В возгласе было много печали и бесконечных тяжелых раздумий, не покидавших его с той поры, как они вырвались из окружения, но говорить о них вслух было не в его правилах.
– Суван! Суван, коней заведи под скалу, в затишье, нам здесь подойдет! – прикрикнул Кули-Чур на пожилого спутника, подхватившего поводья коней.
– Лошадь хороша, когда на ней скачешь, но лошади нужен корм, – сказал не без прямого намека рассудительный Суван, поставив мокрых коней под каменный козырек, куда приказал Кули-Чур, и заботливо накрывая попонами.
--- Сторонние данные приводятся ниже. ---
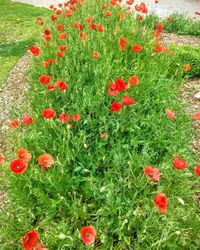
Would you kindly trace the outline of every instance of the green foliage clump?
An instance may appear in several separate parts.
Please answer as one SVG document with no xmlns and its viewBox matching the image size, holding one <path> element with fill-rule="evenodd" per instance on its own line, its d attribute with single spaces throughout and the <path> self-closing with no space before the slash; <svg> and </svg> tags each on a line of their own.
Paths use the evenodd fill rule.
<svg viewBox="0 0 200 250">
<path fill-rule="evenodd" d="M 2 214 L 2 246 L 20 249 L 21 238 L 36 229 L 49 250 L 85 249 L 80 229 L 96 228 L 97 238 L 91 249 L 193 249 L 199 246 L 197 203 L 194 199 L 197 164 L 189 143 L 192 138 L 191 119 L 184 114 L 177 92 L 183 77 L 182 65 L 172 65 L 168 53 L 155 52 L 155 37 L 125 10 L 109 5 L 109 1 L 86 0 L 70 17 L 57 15 L 40 27 L 37 46 L 41 54 L 32 61 L 26 108 L 13 119 L 29 112 L 34 122 L 20 126 L 11 133 L 15 150 L 27 148 L 32 160 L 23 174 L 15 175 L 5 166 L 9 211 Z M 110 11 L 111 16 L 105 12 Z M 63 11 L 65 13 L 65 11 Z M 121 14 L 125 19 L 120 20 Z M 55 15 L 55 13 L 53 13 Z M 86 18 L 104 26 L 104 32 L 91 29 Z M 80 38 L 74 23 L 83 25 L 87 39 Z M 58 38 L 57 25 L 67 33 Z M 44 30 L 51 31 L 51 41 L 44 41 Z M 120 50 L 120 37 L 126 39 Z M 140 44 L 139 53 L 132 45 Z M 58 45 L 66 45 L 58 57 Z M 93 52 L 99 52 L 94 60 Z M 55 62 L 42 64 L 50 58 Z M 69 89 L 47 90 L 39 82 L 41 75 L 50 75 L 51 83 L 63 80 Z M 108 84 L 122 78 L 128 83 L 136 75 L 139 84 L 108 95 Z M 133 97 L 135 104 L 111 112 L 114 101 Z M 51 108 L 53 119 L 41 113 Z M 165 109 L 176 114 L 169 120 Z M 80 114 L 78 122 L 61 123 L 60 113 L 70 117 Z M 73 128 L 70 128 L 72 127 Z M 101 133 L 107 133 L 102 138 Z M 12 152 L 11 152 L 12 153 Z M 50 154 L 55 163 L 43 170 L 38 157 Z M 16 158 L 15 152 L 12 153 Z M 173 167 L 173 156 L 184 158 L 188 169 Z M 144 174 L 145 166 L 157 167 L 158 182 Z M 157 211 L 156 193 L 168 197 L 166 214 Z"/>
<path fill-rule="evenodd" d="M 174 59 L 181 65 L 190 64 L 191 69 L 188 72 L 190 76 L 200 76 L 200 46 L 171 46 L 174 53 Z"/>
</svg>

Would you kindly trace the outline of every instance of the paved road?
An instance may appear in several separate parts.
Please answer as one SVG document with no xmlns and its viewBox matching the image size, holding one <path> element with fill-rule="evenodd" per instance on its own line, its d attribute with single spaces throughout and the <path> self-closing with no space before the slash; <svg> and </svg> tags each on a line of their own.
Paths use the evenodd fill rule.
<svg viewBox="0 0 200 250">
<path fill-rule="evenodd" d="M 66 2 L 64 0 L 12 0 L 14 2 L 29 3 L 39 7 L 49 7 L 50 4 L 56 5 L 57 3 Z M 126 1 L 126 0 L 123 0 Z M 135 3 L 142 0 L 135 0 Z M 158 0 L 159 3 L 155 4 L 155 0 L 143 0 L 150 10 L 155 11 L 159 16 L 169 16 L 173 12 L 185 13 L 187 16 L 196 17 L 195 12 L 200 12 L 200 0 Z"/>
</svg>

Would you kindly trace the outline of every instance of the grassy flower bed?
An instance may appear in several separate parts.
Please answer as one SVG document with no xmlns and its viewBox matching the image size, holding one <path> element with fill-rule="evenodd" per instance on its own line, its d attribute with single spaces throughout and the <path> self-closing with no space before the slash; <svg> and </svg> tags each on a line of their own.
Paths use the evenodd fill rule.
<svg viewBox="0 0 200 250">
<path fill-rule="evenodd" d="M 5 249 L 197 249 L 199 162 L 177 98 L 189 66 L 159 43 L 162 25 L 116 1 L 71 2 L 38 19 L 30 48 L 32 108 L 13 116 L 5 164 Z"/>
</svg>

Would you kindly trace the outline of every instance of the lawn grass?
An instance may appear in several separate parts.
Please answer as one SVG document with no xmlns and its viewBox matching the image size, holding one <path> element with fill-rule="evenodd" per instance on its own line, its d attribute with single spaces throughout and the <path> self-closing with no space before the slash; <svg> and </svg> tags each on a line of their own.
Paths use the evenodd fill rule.
<svg viewBox="0 0 200 250">
<path fill-rule="evenodd" d="M 190 72 L 183 72 L 186 62 L 177 63 L 170 51 L 155 52 L 155 25 L 149 28 L 116 6 L 102 10 L 103 4 L 109 1 L 76 4 L 71 17 L 57 15 L 57 22 L 48 21 L 38 31 L 41 54 L 32 60 L 28 93 L 34 122 L 21 124 L 9 135 L 15 151 L 27 148 L 32 159 L 18 175 L 8 162 L 3 165 L 10 199 L 9 212 L 1 214 L 4 249 L 21 249 L 22 237 L 32 229 L 49 250 L 86 249 L 80 237 L 86 225 L 97 231 L 88 249 L 198 249 L 199 177 L 194 168 L 199 159 L 190 147 L 192 118 L 178 100 L 179 87 Z M 112 16 L 105 16 L 107 10 Z M 120 20 L 119 13 L 125 19 Z M 91 29 L 88 16 L 102 24 L 104 32 Z M 86 40 L 80 39 L 75 22 L 83 24 Z M 67 33 L 62 41 L 58 24 Z M 45 29 L 51 31 L 49 42 L 44 41 Z M 120 37 L 126 38 L 125 50 L 119 48 Z M 132 51 L 135 44 L 143 48 L 138 53 Z M 58 45 L 68 47 L 62 58 L 57 56 Z M 97 60 L 94 51 L 99 52 Z M 43 67 L 50 58 L 55 62 Z M 63 80 L 69 89 L 49 91 L 39 82 L 41 75 L 51 76 L 49 85 Z M 139 84 L 108 95 L 110 82 L 122 78 L 127 83 L 133 75 Z M 135 104 L 112 112 L 111 104 L 122 103 L 126 95 Z M 54 109 L 56 117 L 44 119 L 46 108 Z M 175 120 L 165 114 L 168 108 L 175 112 Z M 12 118 L 20 121 L 26 112 L 24 107 Z M 62 112 L 71 118 L 80 114 L 81 119 L 62 123 Z M 102 133 L 108 137 L 102 138 Z M 44 153 L 55 162 L 46 170 L 38 163 Z M 17 158 L 16 152 L 11 154 Z M 174 155 L 189 167 L 174 168 Z M 144 174 L 149 165 L 160 170 L 158 182 Z M 168 197 L 164 214 L 153 202 L 161 192 Z"/>
<path fill-rule="evenodd" d="M 156 23 L 162 23 L 165 27 L 164 32 L 200 37 L 200 21 L 194 21 L 183 14 L 174 13 L 168 18 L 159 18 L 155 14 L 150 14 L 144 22 L 149 28 L 153 28 Z"/>
<path fill-rule="evenodd" d="M 46 17 L 49 11 L 28 4 L 0 0 L 0 86 L 17 60 L 34 43 L 37 17 Z"/>
</svg>

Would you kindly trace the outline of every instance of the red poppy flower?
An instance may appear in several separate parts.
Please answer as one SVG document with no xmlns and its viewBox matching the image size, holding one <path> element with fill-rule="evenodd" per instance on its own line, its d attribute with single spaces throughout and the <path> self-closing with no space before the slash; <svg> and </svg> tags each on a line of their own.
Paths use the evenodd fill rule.
<svg viewBox="0 0 200 250">
<path fill-rule="evenodd" d="M 57 56 L 58 56 L 58 57 L 63 57 L 64 54 L 63 54 L 62 52 L 59 51 L 59 52 L 57 52 Z"/>
<path fill-rule="evenodd" d="M 43 154 L 38 157 L 38 163 L 42 169 L 50 168 L 54 164 L 54 159 L 49 154 Z"/>
<path fill-rule="evenodd" d="M 48 89 L 49 91 L 52 91 L 52 90 L 55 89 L 55 87 L 54 87 L 53 85 L 49 85 L 49 86 L 47 86 L 47 89 Z"/>
<path fill-rule="evenodd" d="M 184 66 L 183 72 L 187 72 L 187 71 L 189 71 L 190 69 L 191 69 L 191 65 L 188 63 L 188 64 L 186 64 L 186 65 Z"/>
<path fill-rule="evenodd" d="M 87 23 L 91 23 L 91 22 L 92 22 L 92 17 L 90 17 L 90 16 L 87 17 L 87 18 L 86 18 L 86 21 L 87 21 Z"/>
<path fill-rule="evenodd" d="M 160 23 L 158 23 L 158 24 L 156 24 L 156 29 L 158 30 L 158 31 L 163 31 L 163 26 L 162 26 L 162 24 L 160 24 Z"/>
<path fill-rule="evenodd" d="M 77 121 L 79 121 L 81 119 L 81 116 L 79 115 L 79 114 L 75 114 L 75 115 L 73 115 L 73 117 L 72 117 L 72 120 L 74 121 L 74 122 L 77 122 Z"/>
<path fill-rule="evenodd" d="M 56 112 L 53 109 L 44 109 L 42 116 L 46 119 L 52 119 L 56 116 Z"/>
<path fill-rule="evenodd" d="M 134 98 L 132 97 L 124 96 L 122 98 L 122 101 L 125 106 L 130 106 L 134 104 Z"/>
<path fill-rule="evenodd" d="M 134 0 L 128 0 L 128 1 L 126 1 L 126 4 L 128 4 L 128 5 L 132 5 L 134 3 Z"/>
<path fill-rule="evenodd" d="M 37 46 L 31 46 L 29 51 L 33 54 L 33 56 L 38 56 L 40 54 L 40 49 Z"/>
<path fill-rule="evenodd" d="M 103 25 L 99 25 L 98 26 L 98 31 L 99 32 L 104 32 L 104 26 Z"/>
<path fill-rule="evenodd" d="M 57 15 L 61 15 L 61 14 L 62 14 L 62 11 L 61 11 L 61 10 L 57 10 L 57 11 L 56 11 L 56 14 L 57 14 Z"/>
<path fill-rule="evenodd" d="M 47 249 L 46 247 L 43 247 L 42 243 L 39 243 L 39 244 L 36 246 L 35 250 L 48 250 L 48 249 Z"/>
<path fill-rule="evenodd" d="M 152 181 L 158 181 L 160 179 L 160 171 L 158 168 L 147 166 L 145 167 L 144 172 Z"/>
<path fill-rule="evenodd" d="M 197 165 L 195 170 L 194 170 L 195 174 L 200 176 L 200 165 Z"/>
<path fill-rule="evenodd" d="M 126 83 L 123 79 L 119 78 L 115 81 L 115 90 L 121 92 L 126 89 Z"/>
<path fill-rule="evenodd" d="M 121 110 L 121 108 L 122 108 L 122 105 L 119 102 L 113 102 L 111 104 L 111 111 L 112 112 L 119 112 Z"/>
<path fill-rule="evenodd" d="M 51 41 L 51 36 L 45 36 L 44 40 L 47 42 Z"/>
<path fill-rule="evenodd" d="M 167 212 L 167 196 L 163 193 L 158 193 L 154 198 L 154 204 L 161 213 Z"/>
<path fill-rule="evenodd" d="M 37 241 L 38 233 L 36 230 L 28 232 L 24 237 L 22 237 L 22 242 L 25 250 L 33 250 L 33 248 L 37 245 Z"/>
<path fill-rule="evenodd" d="M 77 2 L 77 1 L 76 1 L 76 2 Z M 70 9 L 71 11 L 76 11 L 76 8 L 75 8 L 74 6 L 70 6 L 69 9 Z"/>
<path fill-rule="evenodd" d="M 59 34 L 58 35 L 58 38 L 60 39 L 60 40 L 65 40 L 66 38 L 67 38 L 67 34 L 64 32 L 64 33 L 61 33 L 61 34 Z"/>
<path fill-rule="evenodd" d="M 175 118 L 175 113 L 173 111 L 171 111 L 170 109 L 166 109 L 165 114 L 170 120 L 175 121 L 176 118 Z"/>
<path fill-rule="evenodd" d="M 125 16 L 123 14 L 121 14 L 121 13 L 118 14 L 118 17 L 119 17 L 120 20 L 124 20 L 125 19 Z"/>
<path fill-rule="evenodd" d="M 88 37 L 88 36 L 87 36 L 84 32 L 81 32 L 81 33 L 80 33 L 80 38 L 81 38 L 82 40 L 86 40 L 87 37 Z"/>
<path fill-rule="evenodd" d="M 64 122 L 64 123 L 68 123 L 70 121 L 70 116 L 65 114 L 65 113 L 61 113 L 58 117 L 58 119 L 61 121 L 61 122 Z"/>
<path fill-rule="evenodd" d="M 147 14 L 148 13 L 148 9 L 146 7 L 146 4 L 144 2 L 142 2 L 140 4 L 140 11 L 143 13 L 143 14 Z"/>
<path fill-rule="evenodd" d="M 163 45 L 161 45 L 161 44 L 157 44 L 156 46 L 155 46 L 155 52 L 157 52 L 157 53 L 161 53 L 161 52 L 163 52 L 165 50 L 165 47 L 163 46 Z"/>
<path fill-rule="evenodd" d="M 92 226 L 85 226 L 81 228 L 81 238 L 85 245 L 91 245 L 96 239 L 96 230 Z"/>
<path fill-rule="evenodd" d="M 138 53 L 142 50 L 142 47 L 139 45 L 139 44 L 135 44 L 132 46 L 132 51 L 135 52 L 135 53 Z"/>
<path fill-rule="evenodd" d="M 102 10 L 105 10 L 108 8 L 108 5 L 103 5 L 101 8 L 102 8 Z"/>
<path fill-rule="evenodd" d="M 19 148 L 17 150 L 17 156 L 19 159 L 22 159 L 27 164 L 29 163 L 29 161 L 32 158 L 31 153 L 26 148 Z"/>
<path fill-rule="evenodd" d="M 60 90 L 67 90 L 69 87 L 64 81 L 58 81 L 54 84 L 55 88 L 59 88 Z"/>
<path fill-rule="evenodd" d="M 63 25 L 62 25 L 62 24 L 59 24 L 59 25 L 57 26 L 57 30 L 58 30 L 58 31 L 62 31 L 62 30 L 63 30 Z"/>
<path fill-rule="evenodd" d="M 188 168 L 188 165 L 187 165 L 185 160 L 175 156 L 174 157 L 174 167 L 176 169 L 182 170 L 182 169 Z"/>
<path fill-rule="evenodd" d="M 98 51 L 94 51 L 92 54 L 93 58 L 96 60 L 99 58 L 99 52 Z"/>
<path fill-rule="evenodd" d="M 51 77 L 49 75 L 41 75 L 39 81 L 42 84 L 47 84 L 51 81 Z"/>
<path fill-rule="evenodd" d="M 66 10 L 65 11 L 65 17 L 70 17 L 70 16 L 72 16 L 71 11 L 70 10 Z"/>
<path fill-rule="evenodd" d="M 117 91 L 116 91 L 116 90 L 109 89 L 109 90 L 108 90 L 108 94 L 109 94 L 109 96 L 116 96 L 116 95 L 117 95 Z"/>
<path fill-rule="evenodd" d="M 33 118 L 31 115 L 24 115 L 22 116 L 22 124 L 23 125 L 30 125 L 33 123 Z"/>
<path fill-rule="evenodd" d="M 106 16 L 112 16 L 112 13 L 110 11 L 106 11 Z"/>
<path fill-rule="evenodd" d="M 106 138 L 106 137 L 108 137 L 108 134 L 107 133 L 101 133 L 101 138 Z"/>
<path fill-rule="evenodd" d="M 27 163 L 22 159 L 16 159 L 10 163 L 10 169 L 15 174 L 22 174 L 27 167 Z"/>
<path fill-rule="evenodd" d="M 83 25 L 80 24 L 80 23 L 78 23 L 78 22 L 75 22 L 75 23 L 74 23 L 74 27 L 75 27 L 76 29 L 83 30 Z"/>
<path fill-rule="evenodd" d="M 17 120 L 11 121 L 10 126 L 12 128 L 17 128 L 19 126 L 19 122 Z"/>
<path fill-rule="evenodd" d="M 139 79 L 138 79 L 137 76 L 131 76 L 131 77 L 129 78 L 128 83 L 129 83 L 130 85 L 138 84 L 138 83 L 139 83 Z"/>
<path fill-rule="evenodd" d="M 93 23 L 90 25 L 91 29 L 96 30 L 97 29 L 97 24 Z"/>
<path fill-rule="evenodd" d="M 197 112 L 193 116 L 193 120 L 199 121 L 200 120 L 200 112 Z"/>
<path fill-rule="evenodd" d="M 51 31 L 50 30 L 44 30 L 44 34 L 45 36 L 50 36 L 51 35 Z"/>
<path fill-rule="evenodd" d="M 67 46 L 66 46 L 66 45 L 59 45 L 59 46 L 58 46 L 58 49 L 59 49 L 60 51 L 65 51 L 65 50 L 67 50 Z"/>
<path fill-rule="evenodd" d="M 5 157 L 2 154 L 0 154 L 0 164 L 2 164 L 4 160 L 5 160 Z"/>
<path fill-rule="evenodd" d="M 120 46 L 120 50 L 126 49 L 126 39 L 124 37 L 120 37 L 119 46 Z"/>
</svg>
Суван был в годах, по-особому кривоног и тяжеловесен, острые колени при ходьбе сильно выпирали, точно для пешего хода не были предназначены, медлителен и неповоротлив. Смуглое, остроскулое, обветренное лицо, должно быть, не умело хмуриться и наполняться злобой, оставаясь покладистым и благодушным. Такие редкие люди всегда приятны абсолютным внешним беззлобием и почти не замечаемы другими. С ними удобно, когда они есть, но и без них никому не в тягость.